事務所通信2024年11月

事務所通信

2024年11月号『地籍調査とは?』

先日、地積調査に立ち会いました。

そこで今回は、『地籍調査とは?』について、書きたいと思います。

1.地籍調査とは?

人に戸籍があるように、土地には「地籍」があります。

「地籍」とは一筆ごとの土地に関する記録のことで、登記所(法務局)の土地登記簿に所有者、地番、地目、地積などが記録されており、その地図(公図)が備え付けられています。

地籍が登記所の登記簿や公図に記載されて初めてその土地に関する様々な権利が保護されることになります。 

現在の公図が明治時代初期に作られた地図をもとにしているものが多く、測量技術が現在のように精密でなかったことなどから、土地の境界や面積など不正確なものが少なくなく、土地の位置や境界など、先祖代々言い継がれてきたものも多く、その間にあいまいになったり間違った情報となっているものもあるようです。

地籍調査とは、土地の物理的状況について現地調査をして、その結果に基づき公図や登記簿を修正していく作業です。

2.地籍調査の効果

地籍調査は以下のようなことに役立ちます。

土地境界をめぐるトラブルの未然防止

土地取引の円滑化

災害復旧の迅速な対応

公共事業の円滑化

課税の適正化

まちづくり

3.地籍調査の流れ

地籍調査は以下のような流れで進めます。

1

住民への説明会

2

一筆地調査

3

一筆地測量

4

地籍図の作成・面積の測定/地籍簿の作成

5

成果の閲覧・ 確認

6

登記所への送付/成果の利活用

4.地籍調査でできること・できないこと

地籍調査で以下のようなことができます。

分筆(分割)

合筆(合併)

地目変更

地籍調査で以下のようなことはできません。

所有権移転登録(相続、交換、売買など)

道路(赤線)・水路(青線)

5.筆界未定地

筆界未定地とは、地籍調査の際に、境界(筆界)を確認できなかったため、筆界が決まらないまま処理されてしまった土地です。

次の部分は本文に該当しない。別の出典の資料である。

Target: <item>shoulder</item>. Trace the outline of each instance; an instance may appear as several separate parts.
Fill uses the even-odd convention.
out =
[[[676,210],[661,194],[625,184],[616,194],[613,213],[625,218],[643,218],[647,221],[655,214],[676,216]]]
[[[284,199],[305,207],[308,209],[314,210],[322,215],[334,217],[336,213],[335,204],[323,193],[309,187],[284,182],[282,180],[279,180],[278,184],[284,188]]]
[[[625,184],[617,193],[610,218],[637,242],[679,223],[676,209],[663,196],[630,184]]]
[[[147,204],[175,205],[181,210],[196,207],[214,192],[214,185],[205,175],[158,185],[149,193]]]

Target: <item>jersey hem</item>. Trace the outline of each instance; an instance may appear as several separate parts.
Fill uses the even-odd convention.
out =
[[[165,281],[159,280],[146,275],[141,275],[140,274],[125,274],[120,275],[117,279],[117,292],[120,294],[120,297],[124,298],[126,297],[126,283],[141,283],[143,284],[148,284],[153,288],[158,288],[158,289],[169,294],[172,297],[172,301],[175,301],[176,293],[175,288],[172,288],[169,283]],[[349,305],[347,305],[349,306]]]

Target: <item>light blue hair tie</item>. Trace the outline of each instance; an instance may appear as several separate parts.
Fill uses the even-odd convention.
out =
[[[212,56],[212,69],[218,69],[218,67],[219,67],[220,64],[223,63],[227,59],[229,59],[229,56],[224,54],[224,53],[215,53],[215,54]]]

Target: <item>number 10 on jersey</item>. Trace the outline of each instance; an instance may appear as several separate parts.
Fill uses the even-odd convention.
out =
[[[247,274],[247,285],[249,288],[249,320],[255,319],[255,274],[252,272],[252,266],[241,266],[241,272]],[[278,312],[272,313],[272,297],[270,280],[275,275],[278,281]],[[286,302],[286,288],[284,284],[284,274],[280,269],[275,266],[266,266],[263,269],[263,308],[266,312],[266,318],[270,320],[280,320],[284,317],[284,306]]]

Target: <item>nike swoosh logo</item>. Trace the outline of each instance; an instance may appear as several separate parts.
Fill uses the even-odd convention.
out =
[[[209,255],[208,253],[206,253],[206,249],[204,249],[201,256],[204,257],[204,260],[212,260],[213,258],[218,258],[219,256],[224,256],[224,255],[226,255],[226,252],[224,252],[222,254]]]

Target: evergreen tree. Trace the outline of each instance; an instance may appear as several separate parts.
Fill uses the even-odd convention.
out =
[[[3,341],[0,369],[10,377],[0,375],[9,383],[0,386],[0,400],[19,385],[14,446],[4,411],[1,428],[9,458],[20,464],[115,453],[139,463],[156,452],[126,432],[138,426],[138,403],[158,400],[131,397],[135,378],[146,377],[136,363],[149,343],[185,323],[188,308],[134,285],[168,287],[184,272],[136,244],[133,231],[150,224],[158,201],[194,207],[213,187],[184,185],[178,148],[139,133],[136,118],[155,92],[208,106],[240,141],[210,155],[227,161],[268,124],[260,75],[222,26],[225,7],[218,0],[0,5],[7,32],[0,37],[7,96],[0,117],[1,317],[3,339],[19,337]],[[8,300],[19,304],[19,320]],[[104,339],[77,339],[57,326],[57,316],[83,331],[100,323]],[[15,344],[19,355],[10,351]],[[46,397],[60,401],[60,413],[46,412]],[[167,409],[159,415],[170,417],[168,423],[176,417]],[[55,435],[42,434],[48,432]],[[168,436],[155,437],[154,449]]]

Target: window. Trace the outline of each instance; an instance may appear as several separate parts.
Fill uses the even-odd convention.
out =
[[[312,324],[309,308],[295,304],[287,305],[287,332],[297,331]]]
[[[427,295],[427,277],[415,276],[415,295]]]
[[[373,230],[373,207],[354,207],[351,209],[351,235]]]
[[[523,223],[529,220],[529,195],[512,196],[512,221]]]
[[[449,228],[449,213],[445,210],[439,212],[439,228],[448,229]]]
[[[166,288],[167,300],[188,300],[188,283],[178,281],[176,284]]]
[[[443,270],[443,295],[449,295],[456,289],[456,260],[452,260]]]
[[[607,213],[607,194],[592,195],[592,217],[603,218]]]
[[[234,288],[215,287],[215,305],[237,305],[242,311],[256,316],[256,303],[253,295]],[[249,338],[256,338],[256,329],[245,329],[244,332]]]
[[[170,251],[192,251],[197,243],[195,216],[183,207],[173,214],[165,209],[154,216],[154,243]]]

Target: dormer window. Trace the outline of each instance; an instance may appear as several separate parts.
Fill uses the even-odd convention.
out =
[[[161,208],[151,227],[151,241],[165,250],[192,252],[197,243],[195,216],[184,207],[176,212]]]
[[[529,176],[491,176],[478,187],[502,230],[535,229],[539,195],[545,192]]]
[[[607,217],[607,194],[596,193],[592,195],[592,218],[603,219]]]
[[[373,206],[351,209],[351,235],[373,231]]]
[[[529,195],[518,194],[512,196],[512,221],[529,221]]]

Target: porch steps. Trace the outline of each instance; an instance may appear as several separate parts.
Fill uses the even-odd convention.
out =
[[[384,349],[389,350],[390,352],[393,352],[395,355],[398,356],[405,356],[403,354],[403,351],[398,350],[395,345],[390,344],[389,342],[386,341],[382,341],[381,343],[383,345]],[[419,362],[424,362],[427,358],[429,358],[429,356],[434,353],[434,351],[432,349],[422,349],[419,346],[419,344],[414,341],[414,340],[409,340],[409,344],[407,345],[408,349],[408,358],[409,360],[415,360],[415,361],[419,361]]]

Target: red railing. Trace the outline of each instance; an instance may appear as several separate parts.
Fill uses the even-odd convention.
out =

境界を確認できない理由としては、筆界について所有者間に紛争があったり、数筆の土地を一区画で利用されていたり、現地で調査を行った際に土地所有者に立ち合ってもらえなかった場合などがあります。

地籍調査の結果、「筆界未定地」となった土地は、所有者の権利が残りますが、原則として、分筆・合筆ができない、地積更正ができない、地目変更ができない、売買や抵当権の設定などが非常に難しくなるなど、事実上動かせない土地となってしまいます。

また、地籍調査終了後に境界が決まっても、測量や登記は土地所有者の個人負担(全額自己負担)となり、多額の費用がかかります。

6.最後に

実際に地籍調査に立ち会いましたが、上記のことを知っていて損はないと感じました。